The impact_threshold controls which symbol changes are included in incremental scan payloads. Changes below the threshold are silently ignored — AGENTS.md is not regenerated for them.
| Change type | Symbol kind | Extra condition | Impact |
|---|---|---|---|
| any | any | Has HTTP decorator (@HttpGet, @app.route, @Get, …) | high |
added or removed | class, interface, struct | — | high |
removed | method | public | high |
modified | any | public | medium |
added | function or method | public | medium |
| any | any | none of the above | low |
Choosing a threshold:
"high" — Only regenerate AGENTS.md for breaking or structural changes. Best for large, stable codebases where minor additions are frequent."medium" (default) — Regenerate when the public API surface grows or changes. Suitable for most projects."low" — Regenerate on any public symbol change. Best for early-stage projects where the architecture is still evolving.The server scans all source files for environment variable references using language-specific patterns:
| Language | Pattern detected |
|---|---|
| JavaScript / TypeScript | process.env.VAR_NAME |
| Python | os.environ['VAR'], os.getenv('VAR') |
| Go | os.Getenv("VAR") |
| Ruby | ENV['VAR'] |
| Rust | env!("VAR"), var("VAR") |
It also parses .env.example, .env.template, and .env.sample files at the project root.
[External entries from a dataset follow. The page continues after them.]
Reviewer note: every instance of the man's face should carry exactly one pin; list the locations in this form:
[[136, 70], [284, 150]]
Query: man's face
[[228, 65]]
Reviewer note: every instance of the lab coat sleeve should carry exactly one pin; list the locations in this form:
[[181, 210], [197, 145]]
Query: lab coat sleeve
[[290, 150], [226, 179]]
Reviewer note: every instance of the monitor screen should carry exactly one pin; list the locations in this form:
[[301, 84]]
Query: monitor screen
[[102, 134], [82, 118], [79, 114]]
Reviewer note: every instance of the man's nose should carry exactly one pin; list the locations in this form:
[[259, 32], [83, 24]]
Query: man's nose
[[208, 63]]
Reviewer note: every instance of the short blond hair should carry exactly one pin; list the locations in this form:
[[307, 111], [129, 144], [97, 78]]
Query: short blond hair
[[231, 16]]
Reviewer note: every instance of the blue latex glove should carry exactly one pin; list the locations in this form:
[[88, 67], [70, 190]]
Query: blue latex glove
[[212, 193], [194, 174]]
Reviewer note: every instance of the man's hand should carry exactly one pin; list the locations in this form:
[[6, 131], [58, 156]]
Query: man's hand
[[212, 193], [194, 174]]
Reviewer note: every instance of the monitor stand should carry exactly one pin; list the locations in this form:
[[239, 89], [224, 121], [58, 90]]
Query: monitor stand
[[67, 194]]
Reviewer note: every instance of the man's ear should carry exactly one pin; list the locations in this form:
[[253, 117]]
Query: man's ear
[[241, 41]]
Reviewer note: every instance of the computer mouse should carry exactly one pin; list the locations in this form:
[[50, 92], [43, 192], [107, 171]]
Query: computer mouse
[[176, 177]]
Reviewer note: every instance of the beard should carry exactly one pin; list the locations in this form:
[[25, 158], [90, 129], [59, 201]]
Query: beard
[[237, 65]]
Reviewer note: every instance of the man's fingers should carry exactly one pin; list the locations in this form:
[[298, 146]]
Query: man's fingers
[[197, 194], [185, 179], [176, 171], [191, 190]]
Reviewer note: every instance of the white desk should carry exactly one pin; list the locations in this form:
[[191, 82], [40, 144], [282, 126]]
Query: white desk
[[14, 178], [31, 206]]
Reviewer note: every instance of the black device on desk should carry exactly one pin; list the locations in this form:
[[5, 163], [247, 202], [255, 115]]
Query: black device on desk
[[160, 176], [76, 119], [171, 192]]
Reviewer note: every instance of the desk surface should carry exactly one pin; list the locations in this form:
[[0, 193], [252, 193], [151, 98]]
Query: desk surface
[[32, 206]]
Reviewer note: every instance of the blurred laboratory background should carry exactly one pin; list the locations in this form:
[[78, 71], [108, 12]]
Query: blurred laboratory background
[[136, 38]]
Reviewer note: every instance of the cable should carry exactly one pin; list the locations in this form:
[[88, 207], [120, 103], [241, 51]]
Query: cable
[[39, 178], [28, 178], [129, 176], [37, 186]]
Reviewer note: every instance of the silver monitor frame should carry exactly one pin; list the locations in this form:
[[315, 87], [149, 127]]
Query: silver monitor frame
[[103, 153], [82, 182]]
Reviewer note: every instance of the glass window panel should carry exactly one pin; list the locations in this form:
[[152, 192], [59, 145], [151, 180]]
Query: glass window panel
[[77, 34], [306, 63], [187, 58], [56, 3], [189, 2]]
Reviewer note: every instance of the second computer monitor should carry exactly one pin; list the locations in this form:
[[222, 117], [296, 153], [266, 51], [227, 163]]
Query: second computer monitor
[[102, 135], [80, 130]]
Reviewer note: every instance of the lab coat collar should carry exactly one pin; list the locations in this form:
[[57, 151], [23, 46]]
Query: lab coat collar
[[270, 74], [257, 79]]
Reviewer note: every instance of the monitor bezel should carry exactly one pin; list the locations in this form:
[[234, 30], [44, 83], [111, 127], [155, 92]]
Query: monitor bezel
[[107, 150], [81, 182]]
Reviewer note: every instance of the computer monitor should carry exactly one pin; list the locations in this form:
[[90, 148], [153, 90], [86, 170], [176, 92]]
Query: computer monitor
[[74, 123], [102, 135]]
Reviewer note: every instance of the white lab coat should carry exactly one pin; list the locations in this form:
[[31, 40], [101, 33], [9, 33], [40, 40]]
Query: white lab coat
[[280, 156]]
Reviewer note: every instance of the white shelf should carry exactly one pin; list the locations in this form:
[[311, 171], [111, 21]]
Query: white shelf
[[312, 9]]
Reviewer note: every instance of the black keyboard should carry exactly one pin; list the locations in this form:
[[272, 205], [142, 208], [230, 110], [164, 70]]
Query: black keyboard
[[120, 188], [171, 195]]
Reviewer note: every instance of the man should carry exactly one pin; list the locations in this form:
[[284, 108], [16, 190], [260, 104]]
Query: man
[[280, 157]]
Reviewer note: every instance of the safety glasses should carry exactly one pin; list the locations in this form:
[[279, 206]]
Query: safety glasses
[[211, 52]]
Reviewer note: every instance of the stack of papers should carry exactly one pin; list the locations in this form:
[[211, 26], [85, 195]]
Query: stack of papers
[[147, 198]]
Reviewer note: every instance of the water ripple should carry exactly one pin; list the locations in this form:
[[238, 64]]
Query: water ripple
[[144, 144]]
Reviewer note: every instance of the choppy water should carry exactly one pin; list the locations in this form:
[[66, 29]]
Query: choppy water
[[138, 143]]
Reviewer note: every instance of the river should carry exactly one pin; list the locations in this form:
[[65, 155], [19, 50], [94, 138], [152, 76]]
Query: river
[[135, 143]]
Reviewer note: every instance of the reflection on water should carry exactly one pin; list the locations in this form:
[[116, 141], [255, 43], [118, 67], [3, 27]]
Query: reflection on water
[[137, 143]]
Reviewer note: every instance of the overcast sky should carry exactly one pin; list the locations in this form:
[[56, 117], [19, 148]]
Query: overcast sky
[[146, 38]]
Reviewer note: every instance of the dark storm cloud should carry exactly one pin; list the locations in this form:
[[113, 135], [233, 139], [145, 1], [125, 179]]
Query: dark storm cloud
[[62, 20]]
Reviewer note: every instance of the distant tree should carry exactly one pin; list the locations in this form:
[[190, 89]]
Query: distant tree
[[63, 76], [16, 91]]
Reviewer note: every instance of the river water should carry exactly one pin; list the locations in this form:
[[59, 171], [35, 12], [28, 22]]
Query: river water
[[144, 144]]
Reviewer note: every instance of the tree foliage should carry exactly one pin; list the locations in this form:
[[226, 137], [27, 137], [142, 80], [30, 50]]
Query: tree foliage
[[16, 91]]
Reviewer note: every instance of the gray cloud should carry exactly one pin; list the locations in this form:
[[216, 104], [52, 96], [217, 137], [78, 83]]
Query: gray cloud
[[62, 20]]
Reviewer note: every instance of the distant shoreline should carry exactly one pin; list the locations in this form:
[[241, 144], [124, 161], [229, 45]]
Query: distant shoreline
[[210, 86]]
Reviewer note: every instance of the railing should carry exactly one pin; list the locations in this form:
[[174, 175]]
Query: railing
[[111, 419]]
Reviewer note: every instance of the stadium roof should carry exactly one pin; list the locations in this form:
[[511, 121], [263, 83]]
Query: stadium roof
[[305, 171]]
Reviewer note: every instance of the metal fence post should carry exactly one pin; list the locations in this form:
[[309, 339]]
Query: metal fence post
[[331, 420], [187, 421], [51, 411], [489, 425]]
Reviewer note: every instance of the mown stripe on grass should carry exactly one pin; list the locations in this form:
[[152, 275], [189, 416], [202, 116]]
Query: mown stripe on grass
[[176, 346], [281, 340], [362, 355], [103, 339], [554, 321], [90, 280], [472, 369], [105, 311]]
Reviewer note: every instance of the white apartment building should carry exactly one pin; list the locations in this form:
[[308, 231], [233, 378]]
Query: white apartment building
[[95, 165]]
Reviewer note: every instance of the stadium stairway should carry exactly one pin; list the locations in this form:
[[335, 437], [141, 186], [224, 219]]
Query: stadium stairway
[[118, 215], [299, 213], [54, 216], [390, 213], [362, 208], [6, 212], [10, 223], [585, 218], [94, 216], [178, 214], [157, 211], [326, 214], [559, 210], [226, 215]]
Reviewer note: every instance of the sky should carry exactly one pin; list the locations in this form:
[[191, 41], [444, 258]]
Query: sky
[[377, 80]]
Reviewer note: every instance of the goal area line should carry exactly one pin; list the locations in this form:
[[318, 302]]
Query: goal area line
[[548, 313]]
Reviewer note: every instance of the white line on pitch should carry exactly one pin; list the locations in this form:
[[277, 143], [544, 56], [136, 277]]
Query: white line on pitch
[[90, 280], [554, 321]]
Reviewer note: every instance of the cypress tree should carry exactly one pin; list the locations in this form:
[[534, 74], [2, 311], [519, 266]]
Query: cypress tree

Files named index, main, app, server, program, bootstrap, or startup (with any supported extension) are detected as entry points and annotated with their inferred role (e.g., "HTTP server bootstrap", "Electron main process").
Tree-sitter parses each source file and extracts public symbols — classes, functions, methods, interfaces — filtering out private/protected members and underscore-prefixed symbols. For classes and structs, constructors (when they have parameters) and public properties are also included, revealing dependency injection patterns and data shapes. Interface methods are always included as they define the public contract. These are used to detect naming conventions, DI patterns, and export contracts across layers.
AGENTS.md format based on the open agents.md standard.